1 topic, 2 key figures, 3 startups to draw inspiration from
NLP and NLU : from understanding to processing natural language
The increase in smart devices usage in all areas and industries, resulting in the rise of artificial intelligence and cloud-based solutions, have driven the progress and adoption in Natural Language Processing (NLP) technologies.
Natural Language Processing is a branch of artificial intelligence that uses machine learning algorithms to interpret and use spoken and written human language. These AI algorithms are able to analyze the utterance syntax and semantics to determine the meaning of human communications, and consequently allow to provide appropriate and comprehensive answers.

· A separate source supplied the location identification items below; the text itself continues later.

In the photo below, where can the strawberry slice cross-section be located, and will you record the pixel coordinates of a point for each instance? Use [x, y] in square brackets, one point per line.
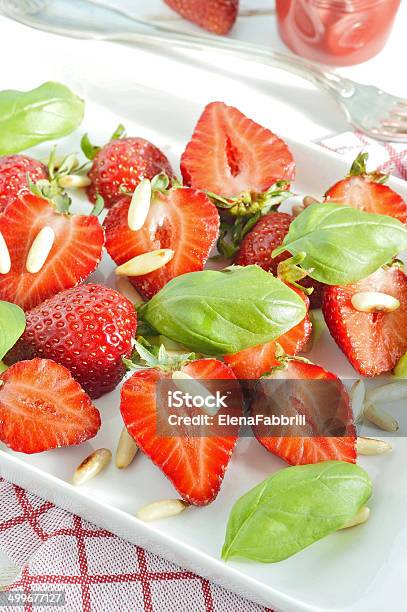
[230, 154]
[194, 464]
[304, 389]
[181, 219]
[43, 407]
[74, 255]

Some NLP algorithms only focus on determining what is literally said, which implies converting conversational text into structured data, but others are more sophisticated and powered with Natural Language Understanding (NLU). NLU is a major sub-topic of NLP that allows computing machines to understand the human language in all its complexity: besides semantic and syntax analysis, NLU involves a pragmatic analysis that enables machines to detect intent and sentiments in human utterances and some NLU solutions integrate noise analysis to better understand the context in which the text is captured. The powerful feature of reasoning and adaptive learning developed with NLU makes it possible for machines to determine precisely what the user is trying to achieve through each request, provide a complex answer and follow-up.
For instance, if my request is “I would like to book a flight from San Francisco to Paris on December 1st, 2020.”. The program will understand that my objective is to book a plane ticket from one location to another, with 3 query conditions: place of departure, place of arrival and date. The result should be a list of flights meeting the criteria. I could narrow the search by asking “Do you know if there is any direct flight with AirFrance?” to which the program should answer: “There is one direct flight with AirFrance from San Francisco to Paris departing at 3:15 and the lowest flight fare is €576.” To conclude, NLU algorithms are able to deal with several queries at the same time, but also engage in real and complex conversational back and forth with the users (which is usually very limited with current voice assistants and chatbots).
NLP and NLU technologies are developing rapidly thanks to the increasing awareness about the advantages and benefits of human-to-machine communication and sentiment analysis in several sectors, including healthcare, industry, mobility and customer services. Yet, real-life applications remain very limited: AI algorithms are still facing difficulties in fully capturing and understanding human languages. The technology has not fully reached its expected potential, but the market is already very dense with large companies and emerging startups competing to develop the most viable and effective NLP solution.
2 Key Figures
398 NLP startups
received funding for a total amount of $3.3bn according to a Crunchbase query.
Market size expected to reach $26.4bn by 2024
According to Markets and Markets, the global Natural Language Processing market size was valued at $10.2bn in 2019 and is expected to reach $26.4bn by 2024.
3 startups to draw inspiration from
This week, we identified three startups that we can draw inspiration from: Inbenta, Agamon, Logically.
Inbenta is a US-based startup that provides a comprehensive automated customer service solution powered by AI, machine learning and NLP.
Based in the US, Agamon develops an AI-powered healthcare platform that converts clinical text into structured data, by using an advanced approach to NLU.